F.A. C: This F.A. consists of coarsening upward sequences expressed principally in funnel patterns with aggradational levels. Coarsening-upward successions of mudstones and sandstones correspond to this F.A. (Figure 4). The sedimentary environment is interpreted as lake delta deposits in a deltaic plain system (Figure 5) (Dabrio and Arche, 2010; Bayona et al., 2011; Waksmundzka, 2013).

F.A. D: This F.A. includes aggradational sequences characterized by bow, linear, and funnel shapes. Small and cyclic grain size variations slightly coarsening-upward are typical of this association (Figure 4). The dominance of sandstones levels differentiates this facies association from F.A. A, which involves mostly fine-grained facies. The sedimentary environment is interpreted as intertidal sands, interpreted locally as flow delta sands when coarsening-upward sandstones are abundant (Figure 5) (Morón et al., 2007; Dabrio and Arche, 2010).

The well correlation is carried out by considering changes in stratigraphic cycles and core sedimentological descriptions (Ramon and Cross, 1997). The Cerrejón Formation appears in the three wells worked but not complete (Figure 6).In this way, The Cerrejón Formation was subdivided in three intervals: Lower Cerrejón, present in the wells C and B; Middle Cerrejón, in the wells A and B, and lower members of Upper Cerrejón, evidenced merely in the well B (Figure 6).

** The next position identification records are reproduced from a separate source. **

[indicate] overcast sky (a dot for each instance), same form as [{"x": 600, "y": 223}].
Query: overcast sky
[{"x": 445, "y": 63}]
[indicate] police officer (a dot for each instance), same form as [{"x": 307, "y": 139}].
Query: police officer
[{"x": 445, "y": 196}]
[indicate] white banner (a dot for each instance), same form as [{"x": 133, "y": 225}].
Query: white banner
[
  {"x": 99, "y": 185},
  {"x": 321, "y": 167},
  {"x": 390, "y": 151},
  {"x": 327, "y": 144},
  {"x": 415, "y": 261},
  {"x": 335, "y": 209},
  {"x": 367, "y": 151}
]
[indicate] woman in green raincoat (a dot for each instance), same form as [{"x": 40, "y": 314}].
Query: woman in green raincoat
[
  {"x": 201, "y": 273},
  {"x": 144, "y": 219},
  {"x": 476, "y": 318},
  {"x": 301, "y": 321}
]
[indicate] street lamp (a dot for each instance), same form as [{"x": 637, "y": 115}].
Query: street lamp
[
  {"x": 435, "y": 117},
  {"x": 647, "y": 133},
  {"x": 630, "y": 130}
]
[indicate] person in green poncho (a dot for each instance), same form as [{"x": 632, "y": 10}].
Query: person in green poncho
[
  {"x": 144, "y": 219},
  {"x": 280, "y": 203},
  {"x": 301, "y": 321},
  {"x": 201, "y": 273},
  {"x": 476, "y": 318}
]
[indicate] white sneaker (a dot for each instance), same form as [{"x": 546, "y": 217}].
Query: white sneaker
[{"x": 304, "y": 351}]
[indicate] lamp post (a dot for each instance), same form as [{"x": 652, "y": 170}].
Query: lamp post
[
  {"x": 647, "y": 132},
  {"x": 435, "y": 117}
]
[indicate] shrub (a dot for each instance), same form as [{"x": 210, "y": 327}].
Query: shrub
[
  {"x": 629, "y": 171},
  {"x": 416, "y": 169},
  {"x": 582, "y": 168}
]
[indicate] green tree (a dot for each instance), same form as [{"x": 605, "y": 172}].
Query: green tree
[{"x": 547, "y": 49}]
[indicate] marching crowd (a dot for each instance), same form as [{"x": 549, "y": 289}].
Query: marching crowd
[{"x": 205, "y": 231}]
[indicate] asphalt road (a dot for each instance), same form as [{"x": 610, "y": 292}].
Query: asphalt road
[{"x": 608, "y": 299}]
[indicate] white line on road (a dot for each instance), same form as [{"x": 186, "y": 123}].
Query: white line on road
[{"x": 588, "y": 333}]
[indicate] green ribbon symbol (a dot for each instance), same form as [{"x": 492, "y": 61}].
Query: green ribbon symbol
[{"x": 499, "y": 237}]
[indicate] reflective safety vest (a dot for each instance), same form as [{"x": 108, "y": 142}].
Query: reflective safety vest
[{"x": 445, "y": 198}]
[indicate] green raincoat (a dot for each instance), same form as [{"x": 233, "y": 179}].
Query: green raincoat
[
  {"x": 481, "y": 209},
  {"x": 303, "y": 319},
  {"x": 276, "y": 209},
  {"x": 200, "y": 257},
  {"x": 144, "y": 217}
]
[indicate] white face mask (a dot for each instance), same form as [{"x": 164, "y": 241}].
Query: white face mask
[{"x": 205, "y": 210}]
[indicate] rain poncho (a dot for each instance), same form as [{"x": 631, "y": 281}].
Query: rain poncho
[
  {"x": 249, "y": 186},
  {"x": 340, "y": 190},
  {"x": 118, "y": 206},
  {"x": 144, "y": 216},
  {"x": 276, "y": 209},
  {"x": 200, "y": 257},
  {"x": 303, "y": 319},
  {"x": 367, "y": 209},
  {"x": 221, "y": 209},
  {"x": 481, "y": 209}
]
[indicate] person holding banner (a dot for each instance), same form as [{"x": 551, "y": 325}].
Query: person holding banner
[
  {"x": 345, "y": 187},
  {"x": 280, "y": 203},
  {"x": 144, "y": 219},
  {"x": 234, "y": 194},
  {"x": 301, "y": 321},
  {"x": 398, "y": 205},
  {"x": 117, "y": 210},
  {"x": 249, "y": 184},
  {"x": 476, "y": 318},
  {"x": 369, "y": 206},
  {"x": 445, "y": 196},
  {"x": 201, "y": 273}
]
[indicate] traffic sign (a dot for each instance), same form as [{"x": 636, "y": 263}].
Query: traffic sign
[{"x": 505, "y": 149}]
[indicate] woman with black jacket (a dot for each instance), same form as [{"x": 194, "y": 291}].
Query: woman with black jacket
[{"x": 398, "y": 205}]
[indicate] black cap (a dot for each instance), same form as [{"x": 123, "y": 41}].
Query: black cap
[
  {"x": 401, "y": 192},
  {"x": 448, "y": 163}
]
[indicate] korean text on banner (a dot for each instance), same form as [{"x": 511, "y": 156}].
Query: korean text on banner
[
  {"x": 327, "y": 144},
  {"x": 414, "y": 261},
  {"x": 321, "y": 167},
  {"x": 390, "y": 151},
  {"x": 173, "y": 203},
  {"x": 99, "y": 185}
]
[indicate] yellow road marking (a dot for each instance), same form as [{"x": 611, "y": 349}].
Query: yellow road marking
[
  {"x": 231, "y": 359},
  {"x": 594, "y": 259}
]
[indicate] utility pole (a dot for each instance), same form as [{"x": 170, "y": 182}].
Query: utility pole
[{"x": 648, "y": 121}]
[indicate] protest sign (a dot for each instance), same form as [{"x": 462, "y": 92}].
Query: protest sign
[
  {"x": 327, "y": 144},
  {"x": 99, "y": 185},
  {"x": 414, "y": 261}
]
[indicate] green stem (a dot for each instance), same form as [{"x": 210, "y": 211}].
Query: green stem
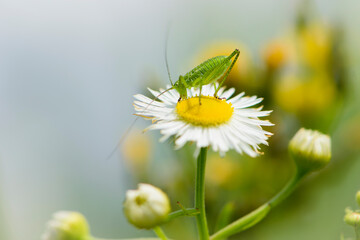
[
  {"x": 190, "y": 212},
  {"x": 357, "y": 232},
  {"x": 258, "y": 214},
  {"x": 94, "y": 238},
  {"x": 160, "y": 233},
  {"x": 200, "y": 196}
]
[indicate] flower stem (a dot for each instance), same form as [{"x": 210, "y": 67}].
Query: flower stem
[
  {"x": 258, "y": 214},
  {"x": 200, "y": 196},
  {"x": 357, "y": 232},
  {"x": 160, "y": 233},
  {"x": 190, "y": 212}
]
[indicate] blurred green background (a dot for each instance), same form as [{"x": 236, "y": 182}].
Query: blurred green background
[{"x": 68, "y": 70}]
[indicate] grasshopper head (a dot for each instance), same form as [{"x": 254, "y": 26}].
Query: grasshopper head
[{"x": 181, "y": 87}]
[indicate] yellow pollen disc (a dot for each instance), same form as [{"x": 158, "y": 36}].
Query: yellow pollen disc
[{"x": 211, "y": 112}]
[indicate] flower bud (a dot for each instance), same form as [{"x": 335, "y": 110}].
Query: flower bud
[
  {"x": 352, "y": 218},
  {"x": 310, "y": 149},
  {"x": 67, "y": 226},
  {"x": 147, "y": 206}
]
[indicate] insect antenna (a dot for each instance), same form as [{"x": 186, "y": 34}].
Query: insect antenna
[
  {"x": 166, "y": 60},
  {"x": 123, "y": 137}
]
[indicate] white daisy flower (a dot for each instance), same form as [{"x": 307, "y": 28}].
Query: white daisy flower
[{"x": 223, "y": 123}]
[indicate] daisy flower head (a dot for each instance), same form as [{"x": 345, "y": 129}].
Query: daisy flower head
[{"x": 224, "y": 123}]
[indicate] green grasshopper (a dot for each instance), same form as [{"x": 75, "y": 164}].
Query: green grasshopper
[{"x": 208, "y": 72}]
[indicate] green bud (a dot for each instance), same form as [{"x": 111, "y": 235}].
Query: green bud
[
  {"x": 67, "y": 226},
  {"x": 310, "y": 149},
  {"x": 352, "y": 218},
  {"x": 147, "y": 206}
]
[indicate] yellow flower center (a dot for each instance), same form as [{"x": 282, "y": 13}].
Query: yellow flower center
[{"x": 212, "y": 111}]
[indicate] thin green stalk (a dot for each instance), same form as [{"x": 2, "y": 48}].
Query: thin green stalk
[
  {"x": 357, "y": 232},
  {"x": 160, "y": 233},
  {"x": 190, "y": 212},
  {"x": 258, "y": 214},
  {"x": 200, "y": 196}
]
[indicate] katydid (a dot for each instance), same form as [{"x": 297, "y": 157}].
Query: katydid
[{"x": 210, "y": 71}]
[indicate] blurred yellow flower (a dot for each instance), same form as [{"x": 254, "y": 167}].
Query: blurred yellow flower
[
  {"x": 278, "y": 52},
  {"x": 315, "y": 45},
  {"x": 242, "y": 74},
  {"x": 137, "y": 151},
  {"x": 304, "y": 94}
]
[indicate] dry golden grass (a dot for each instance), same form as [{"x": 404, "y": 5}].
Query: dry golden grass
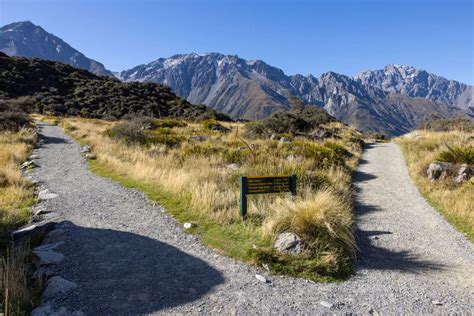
[
  {"x": 198, "y": 172},
  {"x": 16, "y": 193},
  {"x": 456, "y": 202}
]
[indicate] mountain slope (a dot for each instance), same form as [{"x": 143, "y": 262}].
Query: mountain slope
[
  {"x": 414, "y": 82},
  {"x": 29, "y": 40},
  {"x": 253, "y": 90},
  {"x": 60, "y": 89}
]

Figure 4. Relationship between core description, GR pattern, stratigraphic cycles, facies association, and depositional environments for the Cerrejón Formation in the well B.

 

Figure 5. Schematic deltaic plain complex for the Cerrejón Formation.

 

Figure 6. Correlation panel between the three different wells using third order stratigraphic cycles. The dark blue lines indicate a formational contact (Manantial and Cerrejón Fm) or an intraformational (between members) contact (Upper, Middle and Lower Cerrejón). The red lines are intraformational tops to adjust the correlation between the three wells through the stratigraphic cycles methodology. The exhibited intervals represent the cored thickness in each well, where the upper missing segment corresponds to recent alluvial deposits.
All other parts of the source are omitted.